On the 63rd Anniversary of Alan Turing, Let’s Remember Him for the Great Man He Was
Alan Turing, who died sixty-three years ago today, was an English computer scientist, mathematician, cryptanalyst, and theoretical biologist, best-known as the parent of theoretical computer science and artificial intelligence.
During World War II, Turing led Britain’s codebreaking organization, and it is estimated that his work shortened the war in Europe by as many as four years. After the war, Turing worked at the National Physical Laboratory, where he directly contributed to the first designs of the stored-program computer.
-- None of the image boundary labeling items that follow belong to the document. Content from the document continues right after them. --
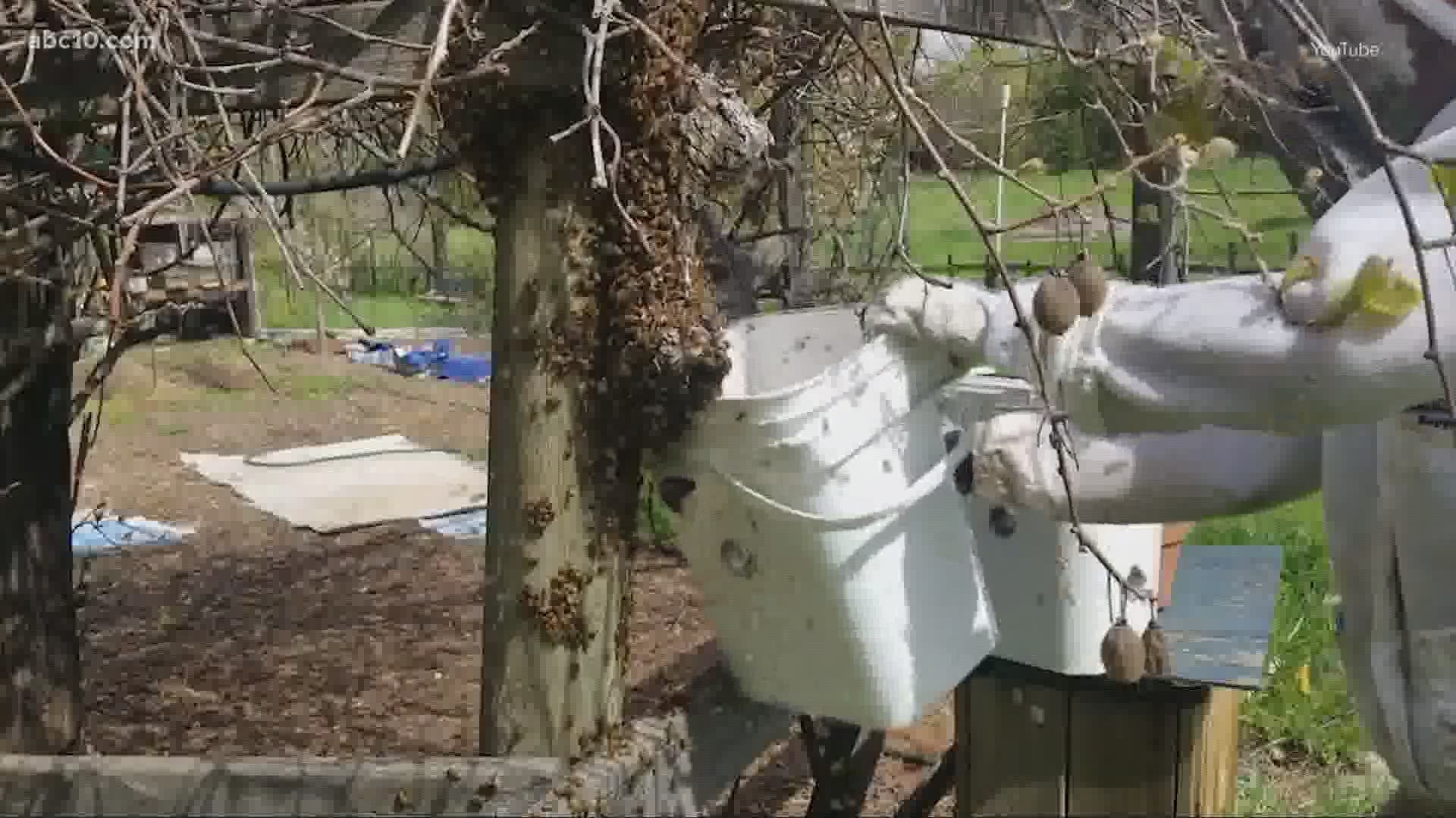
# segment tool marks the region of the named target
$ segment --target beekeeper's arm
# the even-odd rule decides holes
[[[1245,514],[1319,489],[1324,437],[1204,426],[1099,437],[1070,431],[1072,499],[1083,523],[1163,523]],[[976,424],[971,491],[981,499],[1067,518],[1067,493],[1041,412]]]
[[[1456,130],[1415,148],[1456,157]],[[1430,172],[1411,159],[1395,166],[1421,234],[1450,236],[1452,217]],[[1302,432],[1440,397],[1424,358],[1415,253],[1385,173],[1361,180],[1315,224],[1302,258],[1281,282],[1114,282],[1095,316],[1051,339],[1054,402],[1095,431],[1214,424]],[[1456,351],[1456,250],[1428,250],[1424,259],[1441,349]],[[1028,313],[1035,287],[1016,288]],[[866,313],[872,332],[941,344],[967,364],[1031,377],[1015,320],[1003,291],[917,278],[897,282]],[[1447,365],[1456,370],[1456,361]]]

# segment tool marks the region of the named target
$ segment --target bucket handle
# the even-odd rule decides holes
[[[773,511],[778,511],[779,514],[785,514],[788,517],[794,517],[808,523],[833,525],[836,528],[850,528],[855,525],[860,525],[863,523],[871,523],[881,517],[888,517],[891,514],[904,511],[906,508],[914,505],[916,502],[920,502],[920,499],[927,496],[935,489],[941,488],[941,483],[943,483],[946,477],[955,472],[955,467],[960,464],[960,461],[964,460],[965,456],[971,453],[970,438],[971,435],[962,435],[961,441],[957,442],[955,447],[952,447],[951,451],[948,451],[939,463],[932,466],[930,470],[922,474],[920,479],[917,479],[914,483],[910,483],[910,486],[906,488],[904,493],[895,498],[894,501],[874,511],[860,511],[858,514],[847,517],[830,517],[783,505],[782,502],[754,491],[743,480],[724,472],[713,463],[708,463],[708,467],[712,469],[719,477],[722,477],[729,486],[738,489],[759,505],[764,505],[767,508],[772,508]]]

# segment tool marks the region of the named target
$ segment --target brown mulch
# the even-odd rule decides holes
[[[103,754],[411,757],[475,753],[480,568],[472,543],[414,524],[294,530],[183,466],[181,451],[252,454],[380,434],[479,457],[488,392],[406,380],[236,341],[132,351],[108,386],[80,505],[197,527],[175,546],[92,560],[87,742]],[[79,364],[89,370],[89,361]],[[719,659],[673,557],[639,557],[628,712],[681,703]],[[891,738],[866,815],[887,815],[949,744],[946,713]],[[906,760],[910,758],[910,760]],[[796,739],[745,773],[748,815],[802,814]],[[949,814],[949,799],[938,814]]]

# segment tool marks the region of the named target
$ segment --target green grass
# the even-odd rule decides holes
[[[1019,176],[1029,186],[1060,199],[1073,199],[1095,191],[1098,186],[1089,170],[1061,175],[1022,173]],[[973,204],[986,218],[994,217],[996,179],[990,173],[965,173],[961,178]],[[1099,179],[1107,183],[1111,175],[1101,173]],[[1262,240],[1258,243],[1258,250],[1271,266],[1277,268],[1287,262],[1289,234],[1302,236],[1307,231],[1309,217],[1293,194],[1252,192],[1289,189],[1289,182],[1274,162],[1254,159],[1233,162],[1217,173],[1198,170],[1190,175],[1190,188],[1195,192],[1214,191],[1214,179],[1227,191],[1230,201],[1226,204],[1217,195],[1195,195],[1194,201],[1200,207],[1223,214],[1227,220],[1243,224],[1251,231],[1261,233]],[[1125,217],[1131,195],[1131,180],[1124,176],[1115,188],[1108,191],[1108,201],[1114,213]],[[1229,204],[1233,205],[1232,213],[1229,213]],[[1104,213],[1098,198],[1089,199],[1082,207],[1089,214],[1101,215]],[[1012,224],[1032,218],[1045,210],[1047,204],[1041,198],[1010,182],[1006,183],[1002,217],[1005,223]],[[1219,218],[1192,213],[1188,230],[1188,255],[1192,262],[1224,265],[1229,258],[1229,245],[1233,243],[1238,263],[1252,266],[1254,256],[1242,236]],[[923,265],[943,265],[948,261],[976,265],[986,258],[986,247],[949,185],[933,176],[917,176],[910,182],[907,245],[911,258]],[[1125,234],[1117,237],[1117,246],[1125,259],[1128,250]],[[1009,233],[1005,239],[1005,256],[1010,262],[1040,265],[1067,262],[1077,247],[1079,236],[1075,233],[1061,236],[1060,243],[1056,240],[1019,240],[1016,233]],[[1089,242],[1088,249],[1095,258],[1105,262],[1112,259],[1112,240],[1107,239],[1105,234]]]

In early 1952, an acquaintance of Turing’s lover burgled Turing’s home. Upon reporting the crime, Turing acknowledged a sexual relationship with another man, leading both to be charged with criminal gross indecency. Pleading guilty, Turing was given the choice between prison and probation, the latter of which was conditional on undergoing hormonal treatment to reduce libido (i.e., chemical castration); Turing chose probation and “treatment.”
On June 7, 1954, Alan Turing died from cyanide poisoning; he was forty-one. While his death was ruled a suicide, there are some that argue Turing was killed.
In 2009, in response to growing demands for an apology, Prime Minister Gordon Brown offered the following: “While Turing was dealt with under the law of the time and we can’t put the clock back, his treatment was of course utterly unfair…So on behalf of the British government, and all those who live freely thanks to Alan’s work, I am very proud to say: we’re sorry, you deserved so much better.”
The caveat that “we can’t put the clock back” was correctly seen as cover for the government’s failure to pardon Turing, prompting calls for a full pardon. In December 2013, Queen Elizabeth II signed the pardon, leading queer activists to lambast the clearing of only Turing’s name while letting stand countless other “gross indecency” convictions. In September 2016, the U.K. enacted what is informally known as the “Alan Turing law,” which retroactively pardons men convicted under legislation that outlawed homosexual acts.